Python
Introduction
Python is free software for computing and graphics used heavily in the AI/ML space.
Availability
Python is available on all clusters in all queues (partitions) through Python modules, Anaconda modules or Singularity containers.
Interface
There are two types of environments in which the python application can be used on ARC resources:
Graphical interface via OnDemand using Jupyter
Command-line interface. You can also start python from the command line after loading the required software module.
Note
Larger computations should be submitted as jobs, via a traditional job submission script.
Managing environments
The power of python is through extension of the base functionality via python packages. Managing and configuring your local python environment is best accomplished through a combination of a package manager (pip or conda) and an evironment manager like or conda
, mamba
, or virtual environments. Creation and use of environments allows one create an environment, add packages with automatic dependency resolution, and the ability to reuse the environment in later sessions. You can have several environments, each with different software packages installed, where you activate only the environment you need. Commonly, you will create a conda env, activate it for use, and install software into it via conda
or pip
. For example:
module load Miniconda3
conda create -n mypy3 python=3.10 pip
source activate mypy3
conda install ipykernel
pip install plotly kaleido
Source-activating the environment ensures later conda
or pip
installs will install into the environment location.

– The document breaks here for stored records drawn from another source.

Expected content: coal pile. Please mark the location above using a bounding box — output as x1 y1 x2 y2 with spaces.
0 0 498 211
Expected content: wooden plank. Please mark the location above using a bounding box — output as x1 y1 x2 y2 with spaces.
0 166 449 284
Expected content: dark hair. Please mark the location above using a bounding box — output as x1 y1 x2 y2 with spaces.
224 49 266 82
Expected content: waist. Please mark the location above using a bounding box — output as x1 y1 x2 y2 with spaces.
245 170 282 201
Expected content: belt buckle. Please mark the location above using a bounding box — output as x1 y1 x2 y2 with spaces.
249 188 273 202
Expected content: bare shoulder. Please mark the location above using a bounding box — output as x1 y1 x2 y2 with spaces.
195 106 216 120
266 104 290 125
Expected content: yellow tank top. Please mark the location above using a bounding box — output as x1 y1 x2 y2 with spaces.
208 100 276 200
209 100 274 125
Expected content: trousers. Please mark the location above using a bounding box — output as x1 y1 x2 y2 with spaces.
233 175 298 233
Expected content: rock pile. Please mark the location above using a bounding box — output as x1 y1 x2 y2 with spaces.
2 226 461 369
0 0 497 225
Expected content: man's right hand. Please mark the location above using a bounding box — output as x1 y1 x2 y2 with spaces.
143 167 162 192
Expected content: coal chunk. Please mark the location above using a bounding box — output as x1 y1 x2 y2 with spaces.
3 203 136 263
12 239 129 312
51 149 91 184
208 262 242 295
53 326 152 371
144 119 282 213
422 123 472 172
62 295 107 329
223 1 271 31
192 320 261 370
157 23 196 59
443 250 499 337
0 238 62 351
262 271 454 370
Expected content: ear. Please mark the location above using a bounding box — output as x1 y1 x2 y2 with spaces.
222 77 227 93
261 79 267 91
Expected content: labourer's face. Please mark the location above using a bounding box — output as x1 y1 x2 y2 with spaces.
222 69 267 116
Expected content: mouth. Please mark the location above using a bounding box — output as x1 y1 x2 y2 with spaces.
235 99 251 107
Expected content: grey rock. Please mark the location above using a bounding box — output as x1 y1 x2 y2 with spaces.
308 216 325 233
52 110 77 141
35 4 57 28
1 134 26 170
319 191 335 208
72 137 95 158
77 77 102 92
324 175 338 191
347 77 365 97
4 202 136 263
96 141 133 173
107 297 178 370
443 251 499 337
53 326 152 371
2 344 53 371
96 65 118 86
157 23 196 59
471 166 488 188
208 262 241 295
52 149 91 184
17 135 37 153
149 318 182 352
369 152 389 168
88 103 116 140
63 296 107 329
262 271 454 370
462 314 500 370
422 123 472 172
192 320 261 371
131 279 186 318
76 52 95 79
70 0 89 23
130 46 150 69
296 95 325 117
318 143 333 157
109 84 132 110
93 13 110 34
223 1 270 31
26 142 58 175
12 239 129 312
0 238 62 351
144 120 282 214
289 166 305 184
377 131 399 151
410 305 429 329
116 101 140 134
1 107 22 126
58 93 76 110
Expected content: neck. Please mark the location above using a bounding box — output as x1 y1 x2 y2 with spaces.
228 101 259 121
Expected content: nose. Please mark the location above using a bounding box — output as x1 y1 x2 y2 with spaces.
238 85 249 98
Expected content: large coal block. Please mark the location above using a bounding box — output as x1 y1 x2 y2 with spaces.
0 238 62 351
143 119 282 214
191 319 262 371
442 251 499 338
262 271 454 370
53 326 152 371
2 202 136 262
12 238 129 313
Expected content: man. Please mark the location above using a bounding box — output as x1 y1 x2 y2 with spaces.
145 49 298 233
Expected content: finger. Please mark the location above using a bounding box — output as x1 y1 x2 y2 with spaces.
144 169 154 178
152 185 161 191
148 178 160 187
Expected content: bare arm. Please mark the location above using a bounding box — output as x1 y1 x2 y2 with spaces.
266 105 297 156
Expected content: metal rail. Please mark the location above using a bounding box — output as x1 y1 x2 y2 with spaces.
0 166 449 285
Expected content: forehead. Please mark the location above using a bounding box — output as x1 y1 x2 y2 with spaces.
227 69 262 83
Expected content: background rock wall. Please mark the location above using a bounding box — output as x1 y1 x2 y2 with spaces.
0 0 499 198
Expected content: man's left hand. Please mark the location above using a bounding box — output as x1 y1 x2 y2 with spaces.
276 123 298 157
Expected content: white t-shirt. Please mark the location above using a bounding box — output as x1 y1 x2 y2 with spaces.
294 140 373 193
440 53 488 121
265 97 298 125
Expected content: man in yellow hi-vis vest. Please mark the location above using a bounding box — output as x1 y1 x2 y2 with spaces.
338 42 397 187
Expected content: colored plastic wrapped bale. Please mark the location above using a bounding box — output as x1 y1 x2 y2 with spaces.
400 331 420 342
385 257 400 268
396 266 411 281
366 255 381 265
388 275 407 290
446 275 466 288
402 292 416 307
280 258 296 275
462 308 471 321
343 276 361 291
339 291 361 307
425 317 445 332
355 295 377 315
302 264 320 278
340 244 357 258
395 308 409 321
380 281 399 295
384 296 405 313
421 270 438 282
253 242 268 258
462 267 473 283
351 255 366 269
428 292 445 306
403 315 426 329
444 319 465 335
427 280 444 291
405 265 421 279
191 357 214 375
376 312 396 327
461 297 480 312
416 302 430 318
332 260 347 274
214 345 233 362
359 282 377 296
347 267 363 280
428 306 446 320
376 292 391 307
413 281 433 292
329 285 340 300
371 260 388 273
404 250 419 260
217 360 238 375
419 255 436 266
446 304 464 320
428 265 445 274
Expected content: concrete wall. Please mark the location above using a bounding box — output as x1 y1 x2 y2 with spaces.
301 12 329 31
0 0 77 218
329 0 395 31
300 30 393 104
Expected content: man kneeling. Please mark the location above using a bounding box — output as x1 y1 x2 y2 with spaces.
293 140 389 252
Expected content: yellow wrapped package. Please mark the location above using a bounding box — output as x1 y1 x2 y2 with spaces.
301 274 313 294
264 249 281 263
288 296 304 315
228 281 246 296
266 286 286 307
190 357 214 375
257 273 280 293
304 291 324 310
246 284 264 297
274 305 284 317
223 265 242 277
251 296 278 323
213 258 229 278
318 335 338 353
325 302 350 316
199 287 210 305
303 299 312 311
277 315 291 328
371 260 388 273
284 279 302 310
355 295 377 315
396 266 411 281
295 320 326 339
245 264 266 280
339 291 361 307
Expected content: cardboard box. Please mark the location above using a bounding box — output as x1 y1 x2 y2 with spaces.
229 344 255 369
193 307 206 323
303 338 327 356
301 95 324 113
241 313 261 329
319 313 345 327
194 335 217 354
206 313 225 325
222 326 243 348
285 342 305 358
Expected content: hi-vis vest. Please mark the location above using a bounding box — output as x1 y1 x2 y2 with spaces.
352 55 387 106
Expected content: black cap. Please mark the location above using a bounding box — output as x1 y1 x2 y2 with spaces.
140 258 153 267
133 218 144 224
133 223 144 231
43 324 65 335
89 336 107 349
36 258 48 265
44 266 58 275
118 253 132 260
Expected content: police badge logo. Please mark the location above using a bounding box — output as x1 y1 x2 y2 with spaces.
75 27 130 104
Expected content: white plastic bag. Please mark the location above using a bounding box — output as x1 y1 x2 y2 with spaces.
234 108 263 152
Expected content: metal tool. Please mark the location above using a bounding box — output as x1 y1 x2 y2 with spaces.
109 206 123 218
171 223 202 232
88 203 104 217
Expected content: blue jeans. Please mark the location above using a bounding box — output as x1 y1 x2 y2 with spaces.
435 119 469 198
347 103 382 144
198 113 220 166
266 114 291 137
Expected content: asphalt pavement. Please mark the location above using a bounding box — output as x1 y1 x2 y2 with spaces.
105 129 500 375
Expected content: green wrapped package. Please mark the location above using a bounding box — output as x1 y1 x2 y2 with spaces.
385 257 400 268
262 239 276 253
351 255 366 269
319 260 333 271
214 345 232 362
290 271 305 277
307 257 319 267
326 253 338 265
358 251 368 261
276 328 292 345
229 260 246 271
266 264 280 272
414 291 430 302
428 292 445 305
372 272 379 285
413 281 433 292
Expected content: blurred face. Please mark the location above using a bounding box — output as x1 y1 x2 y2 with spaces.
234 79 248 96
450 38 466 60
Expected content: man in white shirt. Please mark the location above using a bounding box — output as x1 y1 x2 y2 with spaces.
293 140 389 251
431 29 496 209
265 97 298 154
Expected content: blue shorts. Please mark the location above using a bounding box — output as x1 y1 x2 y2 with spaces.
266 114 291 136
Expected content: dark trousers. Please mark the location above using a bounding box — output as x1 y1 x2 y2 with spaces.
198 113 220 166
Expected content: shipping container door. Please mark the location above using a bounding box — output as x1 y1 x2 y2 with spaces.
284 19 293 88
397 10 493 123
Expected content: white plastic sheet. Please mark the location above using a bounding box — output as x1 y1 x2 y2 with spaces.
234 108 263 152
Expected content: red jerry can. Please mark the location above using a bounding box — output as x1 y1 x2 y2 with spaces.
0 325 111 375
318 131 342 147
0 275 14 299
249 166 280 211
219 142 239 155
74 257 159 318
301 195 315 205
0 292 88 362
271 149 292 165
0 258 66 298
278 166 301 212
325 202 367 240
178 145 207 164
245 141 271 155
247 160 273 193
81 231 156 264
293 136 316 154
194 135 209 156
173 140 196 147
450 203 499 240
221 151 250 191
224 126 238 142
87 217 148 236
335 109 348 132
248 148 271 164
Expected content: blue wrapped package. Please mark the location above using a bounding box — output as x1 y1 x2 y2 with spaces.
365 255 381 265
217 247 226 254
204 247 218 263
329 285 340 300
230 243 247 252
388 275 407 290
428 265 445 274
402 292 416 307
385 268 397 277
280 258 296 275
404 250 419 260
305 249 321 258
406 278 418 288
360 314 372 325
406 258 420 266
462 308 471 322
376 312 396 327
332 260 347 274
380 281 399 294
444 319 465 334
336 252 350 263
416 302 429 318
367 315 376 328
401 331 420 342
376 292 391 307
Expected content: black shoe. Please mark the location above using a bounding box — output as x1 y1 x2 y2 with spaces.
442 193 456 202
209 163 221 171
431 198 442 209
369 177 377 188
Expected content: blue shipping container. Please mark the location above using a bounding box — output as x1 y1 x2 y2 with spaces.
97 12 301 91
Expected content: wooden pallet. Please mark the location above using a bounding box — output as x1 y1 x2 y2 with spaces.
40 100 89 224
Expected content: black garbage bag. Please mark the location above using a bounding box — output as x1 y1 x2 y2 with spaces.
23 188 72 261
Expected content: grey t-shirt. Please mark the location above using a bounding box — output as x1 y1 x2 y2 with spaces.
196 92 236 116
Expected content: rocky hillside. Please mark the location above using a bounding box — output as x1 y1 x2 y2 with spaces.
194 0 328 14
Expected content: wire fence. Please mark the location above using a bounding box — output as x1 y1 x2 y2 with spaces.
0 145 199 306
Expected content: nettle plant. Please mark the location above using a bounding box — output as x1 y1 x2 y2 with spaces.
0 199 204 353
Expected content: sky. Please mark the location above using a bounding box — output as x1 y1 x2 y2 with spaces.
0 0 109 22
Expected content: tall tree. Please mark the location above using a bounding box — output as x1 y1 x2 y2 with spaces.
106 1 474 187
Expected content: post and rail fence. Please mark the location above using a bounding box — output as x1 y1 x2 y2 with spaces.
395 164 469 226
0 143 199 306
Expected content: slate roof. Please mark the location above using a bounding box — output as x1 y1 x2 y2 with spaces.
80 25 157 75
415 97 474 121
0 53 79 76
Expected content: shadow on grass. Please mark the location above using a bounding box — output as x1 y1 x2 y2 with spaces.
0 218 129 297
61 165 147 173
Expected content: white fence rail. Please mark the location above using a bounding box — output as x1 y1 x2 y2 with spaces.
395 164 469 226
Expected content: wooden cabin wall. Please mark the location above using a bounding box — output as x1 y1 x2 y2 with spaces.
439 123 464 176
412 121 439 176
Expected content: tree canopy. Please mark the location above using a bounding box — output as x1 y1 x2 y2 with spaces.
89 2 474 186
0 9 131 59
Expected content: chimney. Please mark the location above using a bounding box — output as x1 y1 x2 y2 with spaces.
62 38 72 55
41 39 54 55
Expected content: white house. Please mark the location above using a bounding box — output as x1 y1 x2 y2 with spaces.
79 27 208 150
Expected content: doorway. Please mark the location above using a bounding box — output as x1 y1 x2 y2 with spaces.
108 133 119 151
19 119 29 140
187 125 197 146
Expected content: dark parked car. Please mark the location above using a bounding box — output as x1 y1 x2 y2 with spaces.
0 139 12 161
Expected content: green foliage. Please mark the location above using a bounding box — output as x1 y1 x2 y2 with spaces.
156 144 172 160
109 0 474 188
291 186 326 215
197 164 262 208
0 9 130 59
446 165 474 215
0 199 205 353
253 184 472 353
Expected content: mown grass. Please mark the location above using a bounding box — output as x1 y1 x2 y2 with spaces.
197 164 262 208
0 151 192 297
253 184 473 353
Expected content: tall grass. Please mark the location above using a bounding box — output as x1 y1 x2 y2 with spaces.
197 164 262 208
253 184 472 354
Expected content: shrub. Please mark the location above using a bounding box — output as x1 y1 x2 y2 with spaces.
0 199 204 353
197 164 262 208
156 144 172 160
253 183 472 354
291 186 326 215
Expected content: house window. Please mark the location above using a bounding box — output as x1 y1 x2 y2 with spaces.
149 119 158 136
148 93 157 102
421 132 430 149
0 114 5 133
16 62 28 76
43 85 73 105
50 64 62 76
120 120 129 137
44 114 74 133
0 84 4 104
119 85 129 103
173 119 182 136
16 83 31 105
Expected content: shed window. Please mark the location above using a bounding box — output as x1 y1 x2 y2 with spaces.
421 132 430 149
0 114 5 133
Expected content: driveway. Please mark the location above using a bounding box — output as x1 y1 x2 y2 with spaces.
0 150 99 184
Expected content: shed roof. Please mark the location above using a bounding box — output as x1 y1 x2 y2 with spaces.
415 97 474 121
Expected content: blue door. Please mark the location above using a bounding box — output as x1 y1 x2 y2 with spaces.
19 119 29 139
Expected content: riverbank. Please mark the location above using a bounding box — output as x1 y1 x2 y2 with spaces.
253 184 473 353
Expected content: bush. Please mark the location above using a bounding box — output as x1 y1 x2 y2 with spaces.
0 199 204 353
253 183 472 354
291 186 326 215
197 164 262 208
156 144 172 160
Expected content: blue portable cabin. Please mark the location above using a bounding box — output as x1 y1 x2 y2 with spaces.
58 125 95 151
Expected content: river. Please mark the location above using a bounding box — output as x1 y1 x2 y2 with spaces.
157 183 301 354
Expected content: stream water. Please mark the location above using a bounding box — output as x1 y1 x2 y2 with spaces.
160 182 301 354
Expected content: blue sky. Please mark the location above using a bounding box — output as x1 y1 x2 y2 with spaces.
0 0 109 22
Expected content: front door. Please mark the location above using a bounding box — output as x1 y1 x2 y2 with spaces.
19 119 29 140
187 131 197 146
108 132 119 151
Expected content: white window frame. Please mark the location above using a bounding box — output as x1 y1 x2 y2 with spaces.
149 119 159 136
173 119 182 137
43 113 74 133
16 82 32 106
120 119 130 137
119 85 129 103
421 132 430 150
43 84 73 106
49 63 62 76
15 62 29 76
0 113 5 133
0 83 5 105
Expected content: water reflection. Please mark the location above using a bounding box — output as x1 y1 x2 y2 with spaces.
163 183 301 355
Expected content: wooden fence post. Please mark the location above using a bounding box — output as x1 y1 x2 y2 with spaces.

Running without environments
If you prefer to use python without an environment, you will need to set the PYTHONUSERBASE
environment variable to a location you can write to. For example:
#load a python module
module reset; module load Python/3.8.6-GCCcore-10.2.0
#give python a directory where it can install/load personalized packages
#you may want to make this more specific to cluster/node type/python version
export PYTHONUSERBASE=$HOME/python3
#install a package (--user tells python to install to the location
#specified by PYTHONUSERBASE)
pip install --user plotly
Command line running of Python scripts
First, we need both a python script and (likely) the conda environment setup. The environment for this example was shown above as mypy3
.
## violins.py
import plotly.express as px
# using the tips dataset
df = px.data.tips()
# plotting the violin chart
fig = px.violin(df, x="day", y="total_bill")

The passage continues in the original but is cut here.